By Jeff Parr
When I began my solar business 12 years ago, I felt good about helping customers to save money while also saving our environment. I made it my life’s mission. Today, I am concerned that an upcoming California Public Utilities Commission (CPUC) decision may severely harm my livelihood and end the good we’re doing for the planet, for working class families, for businesses, for everyone – all because utilities are aiming to force an end to rooftop solar growth in California.
Later this year, the CPUC will decide the next phase of net energy metering (NEM). NEM is the policy that enables consumer solar; it has made rooftop solar affordable and accessible in the Golden State. But the state’s largest utilities are lobbying hard to lower the benefits of rooftop solar, proposing changes that will make consumer solar nearly twice as expensive as it is today.
Their proposal would make it such that low- and middle-income families wouldn’t be able to see a reasonable return on their investment.
The utilities claim solar panels can only be afforded by the wealthy, causing lower income Californians to pay more for traditional energy on the backs of the rich. I can tell you from first-hand experience in this industry that this is not true.
Today, nearly half of the homeowners we work with are working families. Other clients include schools, houses of worship, non-profits, multi-family housing, affordable housing and others.
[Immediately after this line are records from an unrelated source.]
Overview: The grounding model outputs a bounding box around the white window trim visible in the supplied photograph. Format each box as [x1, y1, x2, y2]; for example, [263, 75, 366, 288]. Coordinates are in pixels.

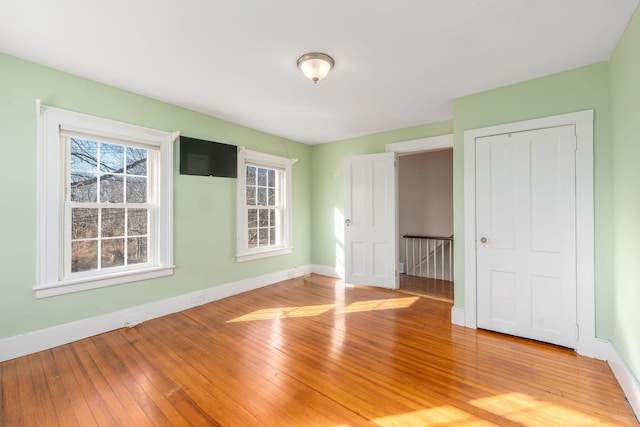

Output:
[236, 147, 296, 262]
[33, 101, 178, 298]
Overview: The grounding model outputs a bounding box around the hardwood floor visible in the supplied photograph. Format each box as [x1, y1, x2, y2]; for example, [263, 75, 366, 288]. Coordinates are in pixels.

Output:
[0, 275, 637, 427]
[400, 274, 453, 303]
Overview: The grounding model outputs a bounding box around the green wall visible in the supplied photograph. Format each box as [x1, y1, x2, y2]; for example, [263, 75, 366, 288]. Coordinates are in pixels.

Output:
[453, 62, 613, 339]
[311, 121, 453, 267]
[610, 7, 640, 379]
[0, 54, 311, 338]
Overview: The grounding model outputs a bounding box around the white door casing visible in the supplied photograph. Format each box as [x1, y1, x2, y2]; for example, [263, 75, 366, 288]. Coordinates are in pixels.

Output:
[460, 110, 597, 357]
[476, 125, 577, 348]
[344, 152, 399, 289]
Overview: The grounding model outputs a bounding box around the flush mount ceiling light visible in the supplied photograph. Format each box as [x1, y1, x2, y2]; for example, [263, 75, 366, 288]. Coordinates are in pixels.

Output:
[298, 52, 334, 83]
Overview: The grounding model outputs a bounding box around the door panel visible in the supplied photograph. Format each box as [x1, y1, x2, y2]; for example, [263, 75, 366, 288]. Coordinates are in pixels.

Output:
[476, 126, 576, 348]
[344, 153, 398, 289]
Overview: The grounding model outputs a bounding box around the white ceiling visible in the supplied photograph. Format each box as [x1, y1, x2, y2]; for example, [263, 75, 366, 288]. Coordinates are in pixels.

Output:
[0, 0, 639, 144]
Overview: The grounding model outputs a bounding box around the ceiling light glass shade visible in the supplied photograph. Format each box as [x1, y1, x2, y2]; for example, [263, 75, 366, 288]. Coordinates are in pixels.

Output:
[298, 52, 334, 83]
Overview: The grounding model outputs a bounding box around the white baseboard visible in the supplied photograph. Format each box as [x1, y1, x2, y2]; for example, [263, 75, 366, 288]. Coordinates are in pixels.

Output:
[311, 264, 344, 280]
[597, 340, 640, 421]
[451, 305, 466, 326]
[0, 265, 312, 362]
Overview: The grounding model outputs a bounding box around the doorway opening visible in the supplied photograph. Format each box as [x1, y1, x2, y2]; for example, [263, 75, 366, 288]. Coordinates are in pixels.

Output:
[387, 135, 454, 303]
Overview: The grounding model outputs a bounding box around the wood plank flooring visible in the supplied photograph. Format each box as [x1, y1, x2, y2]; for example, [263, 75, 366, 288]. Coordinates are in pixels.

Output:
[0, 275, 637, 427]
[400, 274, 453, 303]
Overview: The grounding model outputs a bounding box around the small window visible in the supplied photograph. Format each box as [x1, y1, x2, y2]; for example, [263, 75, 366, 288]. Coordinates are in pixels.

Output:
[236, 149, 291, 261]
[35, 106, 173, 297]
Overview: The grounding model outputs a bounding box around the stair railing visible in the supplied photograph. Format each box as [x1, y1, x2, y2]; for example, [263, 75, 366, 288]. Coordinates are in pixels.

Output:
[402, 234, 453, 281]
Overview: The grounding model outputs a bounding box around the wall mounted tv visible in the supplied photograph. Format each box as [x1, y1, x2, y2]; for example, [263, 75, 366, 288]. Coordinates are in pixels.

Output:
[180, 136, 238, 178]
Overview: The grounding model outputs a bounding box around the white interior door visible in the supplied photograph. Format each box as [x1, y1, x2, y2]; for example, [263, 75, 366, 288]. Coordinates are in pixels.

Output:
[344, 152, 398, 289]
[476, 126, 577, 348]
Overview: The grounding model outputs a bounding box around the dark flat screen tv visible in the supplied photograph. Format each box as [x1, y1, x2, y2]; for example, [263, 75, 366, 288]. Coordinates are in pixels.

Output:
[180, 136, 238, 178]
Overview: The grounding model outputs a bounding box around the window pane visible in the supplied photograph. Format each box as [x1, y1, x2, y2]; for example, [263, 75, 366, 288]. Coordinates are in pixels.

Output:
[127, 209, 147, 236]
[258, 168, 267, 187]
[127, 237, 147, 264]
[69, 172, 98, 203]
[247, 209, 258, 228]
[247, 166, 256, 185]
[127, 147, 148, 176]
[258, 229, 269, 246]
[69, 138, 98, 172]
[247, 187, 256, 206]
[268, 169, 276, 188]
[260, 209, 269, 228]
[102, 239, 124, 268]
[247, 228, 258, 248]
[71, 208, 98, 240]
[100, 175, 124, 203]
[100, 143, 124, 173]
[127, 176, 147, 203]
[102, 209, 124, 239]
[71, 240, 98, 273]
[258, 187, 267, 206]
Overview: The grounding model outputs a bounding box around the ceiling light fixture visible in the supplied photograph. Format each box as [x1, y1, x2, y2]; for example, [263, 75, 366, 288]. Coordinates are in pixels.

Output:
[298, 52, 334, 83]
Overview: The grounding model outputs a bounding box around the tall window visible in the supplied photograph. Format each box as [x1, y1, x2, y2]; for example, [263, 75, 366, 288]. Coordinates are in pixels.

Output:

In the past five years, my company has installed solar panels on 19 schools, 15 houses of worship, and 20 non-profit organizations – places where money is better spent helping our community rather than footing high energy bills.
Just as the solar market is shifting to hard-working, average California households and businesses because of its affordability under the current NEM policy, the utilities want to remove those benefits. Now that solar is a less expensive cleaner alternative than the utilities – now that it’s democratized and affordable for everyone and can become ubiquitous technology – the utilities are making a false argument about it only benefiting the wealthy. In reality, for the past five years it’s been working families driving my business.
My company is able to employ more than 80 hard-working individuals in well-paying careers with benefits, supplying solar systems to our customers of all income levels throughout the Bay Area. As an employer, I’m concerned about what a future CPUC decision on NEM will mean for my employees, some of whom have been with me for 10 years.
NEM helped more than a million Californians become solar customers because it makes solar energy more affordable, allowing customers to see a return on the investment of adding solar panels and battery storage to their homes and businesses. These Californians have helped our state become one of the greenest in the world.
Especially given the threats we’re facing now, like climate change induced wildfires, the CPUC must ensure that the next iteration of NEM promotes continued growth in the distributed solar market, protects solar careers, and enables future consumer solar opportunity for everyone.
Jeff Parr is the founder and CEO of Solar Technologies in Santa Cruz.